Karen Silk, Reserve Bank Assistant Governor, says there is good evidence the Official Cash Rate (OCR) has begun to cool domestic inflation despite slow progress.
Headline inflation has been falling for the past year, but non-tradable inflation only peaked at 6.8% in March and has fallen just 0.2 percentage points since.
One of the Reserve Bank’s primary measures of core inflation has been stuck at 5.8% for the past three quarters, although others have declined.
Silk said headline inflation was always going to fall faster than core inflation. Plus, the full effect of higher interest rates hadn’t been felt in the real economy yet.

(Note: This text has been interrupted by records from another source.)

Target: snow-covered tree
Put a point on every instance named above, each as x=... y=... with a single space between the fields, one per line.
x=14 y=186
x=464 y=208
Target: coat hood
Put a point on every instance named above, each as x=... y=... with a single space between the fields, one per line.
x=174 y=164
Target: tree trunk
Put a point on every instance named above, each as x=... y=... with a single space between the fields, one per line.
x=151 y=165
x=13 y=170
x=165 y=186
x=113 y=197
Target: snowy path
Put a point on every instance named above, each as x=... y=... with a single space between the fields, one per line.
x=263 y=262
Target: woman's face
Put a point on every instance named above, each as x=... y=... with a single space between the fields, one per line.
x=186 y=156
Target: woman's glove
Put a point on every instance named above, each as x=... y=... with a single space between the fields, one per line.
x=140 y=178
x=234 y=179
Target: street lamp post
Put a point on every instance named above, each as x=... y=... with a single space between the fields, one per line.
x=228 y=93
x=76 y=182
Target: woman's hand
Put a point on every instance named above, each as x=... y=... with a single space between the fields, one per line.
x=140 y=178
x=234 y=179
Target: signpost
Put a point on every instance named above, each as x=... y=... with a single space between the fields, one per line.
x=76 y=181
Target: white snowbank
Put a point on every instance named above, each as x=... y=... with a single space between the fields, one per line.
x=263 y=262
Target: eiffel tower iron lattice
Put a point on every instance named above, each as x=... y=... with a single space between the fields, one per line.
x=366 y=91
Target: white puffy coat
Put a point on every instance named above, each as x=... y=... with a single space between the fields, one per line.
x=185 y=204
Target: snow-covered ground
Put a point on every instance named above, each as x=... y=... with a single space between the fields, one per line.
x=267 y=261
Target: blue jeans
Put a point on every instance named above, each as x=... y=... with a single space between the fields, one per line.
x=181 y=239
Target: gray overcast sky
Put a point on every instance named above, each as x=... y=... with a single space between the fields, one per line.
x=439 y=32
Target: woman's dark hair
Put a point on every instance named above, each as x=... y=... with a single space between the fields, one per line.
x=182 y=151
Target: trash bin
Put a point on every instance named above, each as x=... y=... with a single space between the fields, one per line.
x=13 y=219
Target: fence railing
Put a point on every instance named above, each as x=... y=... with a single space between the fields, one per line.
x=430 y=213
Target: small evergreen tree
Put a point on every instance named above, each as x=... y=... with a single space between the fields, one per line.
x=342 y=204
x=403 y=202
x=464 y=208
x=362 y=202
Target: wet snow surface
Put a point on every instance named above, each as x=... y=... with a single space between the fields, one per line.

The average mortgage rate has been steadily climbing towards 6%, as more and more households roll onto rates above 7%, and will hit that level in early 2024.
And while core inflation has only just begun to fall, there are plenty of signs the OCR was working to restore balance in the economy.
“Are we seeing an easing in domestic consumption, yes. Are we seeing falling forward orders for business, yes. Is durable spending coming down, yes,” Silk said.
Another piece of evidence was how few loans were being made across almost all sectors.
Demand for residential mortgages fell 32.9% in the six months ended March, and was expected to fall another 25% in the six months after.
The Reserve Bank expects non-tradable inflation to be lower in the coming quarter, but only on an annual basis. The actual quarterly rate may be the second hottest in recent years.
It has been forecast to be 1.7% in September this year. That would be equal to the March 2023 quarter and only a little behind the fiery 2% seen in September 2022.
Both headline and tradable inflation will be high as well, though. This hot-spot is mostly due to higher petrol prices and annual increases to local rates and insurance premiums.
Higher petrol prices could lead to tradable inflation having its hottest quarter in two decades and even lift the annual rate. It was 5.2% last quarter, but may be 5.8% in September.
But that’s not the type of inflation the Reserve Bank spends its energy fighting. The OCR mostly targets domestic, or non-tradable, inflation.
While the quarterly figure will be fairly hot, the annual number has been forecast to fall to 6.2% from 6.6% last quarter.
This decline is because prices also spiked last September and that increase will drop out of the 12-month period. It is not because inflation will ease during the quarter.
All this means the central bank may be in for a bad news cycle this September.
Headline inflation—which combines tradable and non-tradable inflation—may stall at 6% for a second quarter in a row.
But after Super September, things are supposed to get back on track quickly. The Reserve Bank forecasts annual headline inflation to be back in the target range exactly one year later.
In defence of forecasting
Karen Silk said the Reserve Bank’s forecasts were about as accurate as any other local economic institution.
The central bank was criticised by National’s Nicola Willis last week for missing its inflation forecast by two percentage points.
One year ago, the Reserve Bank had picked inflation to be at 4.1% in the June quarter, but it printed at 6% instead. This forecast had been updated in May and correctly predicted the actual rate.
“We make forecasts based on the information that is available at that point in time, and as we know, data changes all the time,” Silk told Interest.co.nz.
Long-range forecasts were really a “central projection” and were revised every six weeks ahead of Monetary Policy Committee meetings.
But this does cast some doubt on whether inflation will drop below 3% in September 2024, as predicted.
Kelly Eckhold, chief economist at Westpac NZ, noted the central bank appeared to have chosen that date as its target for getting inflation back into the 1% to 3% range.
It has been forecasting that date since November 2022, despite various changes in economic conditions and sticky domestic inflation.
Eckhold expects another rate hike will be required to achieve that goal, likely at the end of this year. However, the Monetary Policy Committee itself has signalled it is very comfortable with the OCR at 5.50%.
Even as their financial models have hinted at another rate hike, the seven committee members have judged it may not be necessary.
Stephen Toplis, head of research at BNZ, shares this view. He said there was a risk the economic downturn could be more than anyone had anticipated.
“The BNZ-Business New Zealand PMI and PSI have both turned nastily negative, dairy commodity prices are slumping … spending on discretionary items is falling, surging petrol prices and rising interest rates are squeezing the household sector, and the recent boom in immigration and tourism looks set to slow.”
“What chance is there against this backdrop that the Reserve Bank would raise its cash rate any time soon? Very little is what we would contend," said Toplis.